12:30 He says that if there is a right of existence, there cannot be a left of existence. It is in another text where he analyzes definition by definition a text that he has articulated too early. In which he analyzes all the definitions that are at the beginning of the first book of the elements of physics. And in his critique of the definition of the cancer diabetis, I remind you that Keven has published the number of the definition of the diabetis, it is the definition 17 in the second edition that he has, in which he defines the cancer diabetis as... A finger passing through the center, meeting the circle in two points and dividing it into two equal parts. So, he says, well, that's it, there's too much in there. First, it would be enough to say that it passes through the center. Because we can demonstrate, at that moment, what the circle meets. And he demonstrates, in general, in his commentary, that a finger that is one point inside the circle necessarily meets the circle in two points. This snake is a continuity principle because it has an interior point and an exterior point because we can prolong it indirectly. And then we can prolong it indirectly on one side of the interior point and on the other side of the interior point because it is this snake. Two points. So it demonstrates that. And then it also demonstrates, in this snake by the way, it calculates by its characteristic. The definition of the right is that everything that can be done on the right side can be done on the identical side of the other side. And that's what shows that the two sides are equal. Any questions? I would like to ask a question. Do you have any knowledge of how to work with these components? Well, he sent a piece to the Eglise, to Vigas, but Vigas was not at all interested in it.

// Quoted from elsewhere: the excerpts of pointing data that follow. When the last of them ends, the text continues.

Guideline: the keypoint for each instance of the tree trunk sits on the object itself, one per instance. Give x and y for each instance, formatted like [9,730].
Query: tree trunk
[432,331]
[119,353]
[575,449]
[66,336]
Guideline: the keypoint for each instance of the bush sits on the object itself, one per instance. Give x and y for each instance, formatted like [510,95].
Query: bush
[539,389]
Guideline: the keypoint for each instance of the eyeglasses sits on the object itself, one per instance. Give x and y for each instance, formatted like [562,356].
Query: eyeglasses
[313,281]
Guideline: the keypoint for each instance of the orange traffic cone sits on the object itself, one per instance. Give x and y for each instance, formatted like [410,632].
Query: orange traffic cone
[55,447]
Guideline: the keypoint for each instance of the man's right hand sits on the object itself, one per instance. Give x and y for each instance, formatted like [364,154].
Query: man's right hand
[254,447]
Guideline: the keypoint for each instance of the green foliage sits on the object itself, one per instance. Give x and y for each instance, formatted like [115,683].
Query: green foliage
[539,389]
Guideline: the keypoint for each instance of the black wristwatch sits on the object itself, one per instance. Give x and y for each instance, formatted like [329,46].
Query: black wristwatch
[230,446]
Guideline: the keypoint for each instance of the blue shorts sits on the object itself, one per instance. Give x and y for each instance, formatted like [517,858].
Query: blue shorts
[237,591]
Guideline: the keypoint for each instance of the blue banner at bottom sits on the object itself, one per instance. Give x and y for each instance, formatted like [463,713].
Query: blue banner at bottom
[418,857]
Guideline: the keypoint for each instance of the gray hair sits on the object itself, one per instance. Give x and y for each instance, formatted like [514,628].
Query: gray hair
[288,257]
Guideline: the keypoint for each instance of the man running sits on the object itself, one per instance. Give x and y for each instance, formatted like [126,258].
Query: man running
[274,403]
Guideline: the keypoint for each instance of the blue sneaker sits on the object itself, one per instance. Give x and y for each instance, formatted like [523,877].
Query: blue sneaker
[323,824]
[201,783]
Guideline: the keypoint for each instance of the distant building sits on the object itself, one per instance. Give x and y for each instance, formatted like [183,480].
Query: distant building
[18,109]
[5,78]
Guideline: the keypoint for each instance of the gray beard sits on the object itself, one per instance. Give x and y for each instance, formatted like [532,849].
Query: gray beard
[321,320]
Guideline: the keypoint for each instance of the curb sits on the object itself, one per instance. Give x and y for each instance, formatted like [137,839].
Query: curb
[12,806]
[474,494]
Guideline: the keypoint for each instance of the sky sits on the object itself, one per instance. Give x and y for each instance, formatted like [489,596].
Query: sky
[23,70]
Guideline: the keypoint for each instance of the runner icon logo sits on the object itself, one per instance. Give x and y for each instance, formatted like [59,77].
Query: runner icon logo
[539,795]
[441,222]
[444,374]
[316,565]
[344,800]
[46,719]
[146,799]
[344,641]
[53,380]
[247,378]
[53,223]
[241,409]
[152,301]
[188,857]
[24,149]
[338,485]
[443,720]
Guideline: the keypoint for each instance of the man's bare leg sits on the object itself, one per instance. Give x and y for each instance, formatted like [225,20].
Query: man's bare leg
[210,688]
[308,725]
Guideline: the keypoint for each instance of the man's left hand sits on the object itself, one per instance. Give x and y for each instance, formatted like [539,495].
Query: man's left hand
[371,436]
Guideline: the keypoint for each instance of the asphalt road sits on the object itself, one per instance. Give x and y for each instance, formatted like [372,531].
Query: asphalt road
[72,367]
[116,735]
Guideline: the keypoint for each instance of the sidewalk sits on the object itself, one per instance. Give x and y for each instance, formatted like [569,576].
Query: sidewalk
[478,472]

15:00 Everyone knows it completely. Vigas had this book in his hand too, he did only mathematical methods. And, well, it was really interesting. On the contrary, Rosenhausen considered that mathematics was preserved as a treasure, all the packages of mathematics he had used, and consequently, well, he didn't make anything of it himself, but he considered that, at the same time, there is a whole correspondence between Rosenhausen from 1698, there is an important correspondence between Rosenhausen and mathematics. This is a series in which we can see a series of problems that the author does not understand too well, so he asks questions and the author is the guide and he speaks like that. But it is not the same as the others. It has been known to publish the other problems of the Eiris. This edition, this is a reprise by Horst of the edition of Guérin which dates from 1840. We are in the 40s of the 10th century. And does his calculation give him the means to define a code? No, no, you can see from what I said that he immediately turned to the analysis of principles rather than to the resolution of problems here. He hoped to talk more about it later, but he won't be able to. That's all. Well, thank you to all the speakers, to all the speakers. Thank you for your attention.

17:30 Thank you for your attention. Subtitles by the Amara.org community Very good. Thanks to Rishi Muscovini, who worked on the transmission of the optical vision of mathematics into mathematics. Thank you, thank you. You're very kind, but for me it's a little more ergodic.